Extraction Flags
The following are all the flags that can be defined in a partner's definition.json regarding extraction.
showCategoriesInDetails
Description: tenant will show categories inside article details pages if true
Location: Configuration
Values: true, false
Example:
"showCategoriesInDetails":"true"
detailsLinksTarget
Description: All article details links are set as the flag defines
Location: Configuration
Values: _self, _blank,...
Example:
"detailsLinksTarget":"_self"
queryParamsWhitelist
Description: Articles that uses query params and needs to be extracted by boiler. For example: https://www.planet.fr/magazine-hilarant-ils-racontent-leurs-pires-anecdotes-dans-un-aeroport.1675963.6553.html?page=0%2C2 ← the query param is page
Location: Configuration
Values: the query param itself
Example:
"queryParamsWhitelist": "page"
allowJavascriptLoad
Description: For section mosaic content loaded with JavaScript, include the flags one by one, checking each individually. If unsuccessful, try with the next one until you use the three simultaneously.
Location: Configuration
Values: True/False
Example:
"allowJavascriptLoad":"true",
"alibabaWaitPageOpen":"true",
"allowExternalJavascriptLoad":"true",
appendRelevantTagsInfo
Description: The flag stores the relevantTags like if they where a meta extracted with a metadataProvider by putting relevant tags in this customDimensionsMeta. When enabled, the HTMLDocumentProcessor.java sanitizes HTML.
Location: Configuration
Values: True/False
Example:
"appendRelevantTagsInfo" : BOOLEAN
articlePathLastParts
Description: If an article path is short, this flag is used to define the minimum words of the last part of the article and check whether it's an article or not.
Location: Configuration
Values: String (setting a numerical value)
Example:
"articlePathLastParts": "1"
articlePathParts
Description: Defines the patterns to use to check whether a page is an article or not.
Location: Configuration
Values: Pattern
Example:
"articlePathParts":"2"
blacklistedUrlPatterns
Description: Defines blacklisting content based on URL patterns. IMPORTANT: Just considers the path, not the domain or the protocol. Important to take in consideration this string is a PATTERN.
Location: Configuration
Values: String
Example:
"blacklistedUrlPatterns": "/*/loteria-grossa-cap-any.shtml**"
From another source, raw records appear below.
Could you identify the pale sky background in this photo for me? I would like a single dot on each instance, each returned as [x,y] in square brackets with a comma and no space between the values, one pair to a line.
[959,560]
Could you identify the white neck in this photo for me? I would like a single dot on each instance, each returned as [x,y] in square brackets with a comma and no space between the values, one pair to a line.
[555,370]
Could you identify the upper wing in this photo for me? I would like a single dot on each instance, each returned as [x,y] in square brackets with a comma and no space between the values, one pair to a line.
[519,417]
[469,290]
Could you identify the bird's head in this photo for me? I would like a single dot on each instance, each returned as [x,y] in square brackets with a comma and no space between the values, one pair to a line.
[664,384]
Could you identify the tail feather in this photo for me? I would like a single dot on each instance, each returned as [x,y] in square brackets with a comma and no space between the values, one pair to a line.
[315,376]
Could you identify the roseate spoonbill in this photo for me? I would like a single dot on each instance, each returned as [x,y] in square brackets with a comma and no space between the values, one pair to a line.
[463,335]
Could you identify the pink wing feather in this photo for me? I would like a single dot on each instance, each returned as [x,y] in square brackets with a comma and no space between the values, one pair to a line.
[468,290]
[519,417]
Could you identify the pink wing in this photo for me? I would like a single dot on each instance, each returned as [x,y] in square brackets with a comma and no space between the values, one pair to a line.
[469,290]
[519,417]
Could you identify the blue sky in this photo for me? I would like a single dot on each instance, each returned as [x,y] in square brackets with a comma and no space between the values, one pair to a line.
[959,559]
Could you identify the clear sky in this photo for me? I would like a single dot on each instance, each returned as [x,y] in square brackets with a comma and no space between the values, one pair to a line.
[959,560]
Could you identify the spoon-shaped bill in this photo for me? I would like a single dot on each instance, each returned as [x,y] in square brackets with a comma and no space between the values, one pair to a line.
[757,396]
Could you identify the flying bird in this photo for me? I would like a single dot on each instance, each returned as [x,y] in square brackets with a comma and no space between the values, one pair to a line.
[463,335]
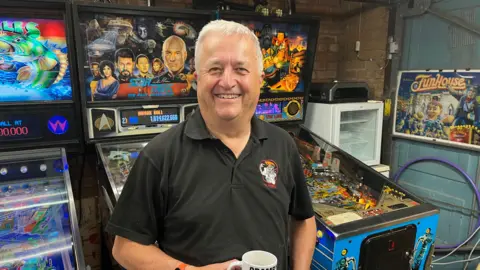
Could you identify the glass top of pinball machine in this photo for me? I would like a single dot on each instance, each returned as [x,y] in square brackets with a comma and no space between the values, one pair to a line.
[35,227]
[118,159]
[342,188]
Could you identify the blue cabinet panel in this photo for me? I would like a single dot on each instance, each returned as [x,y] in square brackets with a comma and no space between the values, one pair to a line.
[440,184]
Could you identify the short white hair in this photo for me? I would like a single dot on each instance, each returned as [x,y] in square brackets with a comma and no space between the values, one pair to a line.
[228,28]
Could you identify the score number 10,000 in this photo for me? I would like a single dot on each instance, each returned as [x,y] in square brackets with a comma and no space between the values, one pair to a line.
[13,131]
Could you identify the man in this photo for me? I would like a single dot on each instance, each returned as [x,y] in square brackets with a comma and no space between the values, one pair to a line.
[124,62]
[222,182]
[173,81]
[143,66]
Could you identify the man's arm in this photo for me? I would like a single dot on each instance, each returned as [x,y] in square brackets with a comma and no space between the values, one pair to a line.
[303,243]
[303,226]
[133,256]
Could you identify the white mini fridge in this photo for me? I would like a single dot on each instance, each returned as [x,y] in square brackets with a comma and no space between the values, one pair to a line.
[355,127]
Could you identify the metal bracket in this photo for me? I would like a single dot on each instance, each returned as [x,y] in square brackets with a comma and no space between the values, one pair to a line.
[424,6]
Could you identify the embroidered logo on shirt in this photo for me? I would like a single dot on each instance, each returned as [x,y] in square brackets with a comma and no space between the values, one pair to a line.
[269,170]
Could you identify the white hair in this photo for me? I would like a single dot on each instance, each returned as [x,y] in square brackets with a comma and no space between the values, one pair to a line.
[228,28]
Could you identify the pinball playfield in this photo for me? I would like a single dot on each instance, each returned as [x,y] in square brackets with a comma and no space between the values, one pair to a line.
[364,220]
[38,229]
[118,159]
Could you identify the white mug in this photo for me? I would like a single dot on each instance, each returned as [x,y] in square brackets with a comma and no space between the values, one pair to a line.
[256,260]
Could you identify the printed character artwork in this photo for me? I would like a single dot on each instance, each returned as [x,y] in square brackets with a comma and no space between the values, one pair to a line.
[424,243]
[33,60]
[284,52]
[439,105]
[152,57]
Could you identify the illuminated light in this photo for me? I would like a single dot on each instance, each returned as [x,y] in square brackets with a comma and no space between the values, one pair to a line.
[58,125]
[391,245]
[49,251]
[32,206]
[34,197]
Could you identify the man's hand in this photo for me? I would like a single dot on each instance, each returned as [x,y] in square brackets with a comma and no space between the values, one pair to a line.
[216,266]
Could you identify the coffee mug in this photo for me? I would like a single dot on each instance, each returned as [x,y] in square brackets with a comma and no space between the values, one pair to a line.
[256,260]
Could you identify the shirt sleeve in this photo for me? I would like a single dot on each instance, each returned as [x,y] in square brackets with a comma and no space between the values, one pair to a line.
[300,202]
[135,216]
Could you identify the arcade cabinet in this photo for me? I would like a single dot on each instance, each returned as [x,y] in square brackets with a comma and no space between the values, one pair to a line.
[288,46]
[39,113]
[364,220]
[130,93]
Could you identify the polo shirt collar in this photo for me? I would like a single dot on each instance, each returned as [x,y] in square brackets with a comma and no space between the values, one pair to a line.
[196,128]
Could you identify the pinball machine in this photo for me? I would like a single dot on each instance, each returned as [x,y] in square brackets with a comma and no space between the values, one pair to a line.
[364,220]
[129,92]
[39,126]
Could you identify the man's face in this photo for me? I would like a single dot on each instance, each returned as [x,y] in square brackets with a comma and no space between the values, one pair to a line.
[125,64]
[143,65]
[95,70]
[175,56]
[228,83]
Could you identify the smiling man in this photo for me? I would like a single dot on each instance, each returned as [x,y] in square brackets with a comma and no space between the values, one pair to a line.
[221,183]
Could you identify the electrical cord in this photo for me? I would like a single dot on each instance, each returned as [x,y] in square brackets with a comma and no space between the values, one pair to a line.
[455,166]
[471,253]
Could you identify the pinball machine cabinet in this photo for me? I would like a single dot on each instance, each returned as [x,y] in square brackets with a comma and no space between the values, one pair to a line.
[364,220]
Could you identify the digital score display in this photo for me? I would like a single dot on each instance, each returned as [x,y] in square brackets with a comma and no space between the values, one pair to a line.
[20,127]
[150,117]
[269,108]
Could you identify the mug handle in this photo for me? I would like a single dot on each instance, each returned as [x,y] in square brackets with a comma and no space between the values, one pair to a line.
[238,263]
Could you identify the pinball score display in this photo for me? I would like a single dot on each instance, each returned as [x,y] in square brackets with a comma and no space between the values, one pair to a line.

boilerEnableSecureConnections
Description: Enables the secure connections on the Boilerpipe for articles. If the customer is strictly on HTTPS protocol, then this flag must be used.
Location: Configuration
Values: True/False
Example:
"boilerEnableSecureConnections": "true"
boilerpipeFetcher
Description: Adds a custom RSS fetcher for the boilerpipe.
Location: Configuration
Values: String
Example:
"boilerpipeFetcher": "tenantRssFetcher"
boilerpipeIgnoreInlineImageDimensions
Description: When enabled, returns IGNORE_INLINE_DIMENSIONS_MEDIA_FILTER in the media filter within the image document SAX processor.
Location: Configuration
Values: True/False
Example:
"boilerpipeIgnoreInlineImageDimensions":"true"
cleanerFetcherBlacklist
Description: Defines the blacklist for the cleaner fetcher if it's selected as the boilerpipe fetcher.
Location: Configuration
Values: String
Example:
"cleanerFetcherBlacklist":".aside-inner, .block.comments"
copyFirstRowOnTableSplit
Description: When enabled, considers the first row of the table - and not the header - as table content.
Location: Configuration
Values: True/False
Example:
"copyFirstRowOnTableSplit": true
cronRefresh
Description: Defines the frequency of section reloads according to cronmaker.
Location: Configuration
Values: Numerical
Example:
"cronRefresh":"0 0/3 * 1/1 * ? *"
deactivated
Description: If the following flag is set to true, it will deactivate the Marfeel version and enable the classic version. It is mostly used by Marfeel's Monetization for internal investigations.
Values: True/False
Example:
"deactivated":true
defaultTopMediaMediaSelectorStrategy
Description: Selects the Top Media based on a specified option. The available options are included in MediaSelector.java in Gutenberg.
Location: Features
Values: String. The possible values for this feature are the following:
- DETAIL_OR_HINT - This is the default value. With this strategy Marfeel first tries to extract the image from the customer's article details, before moving on to the section mosaic.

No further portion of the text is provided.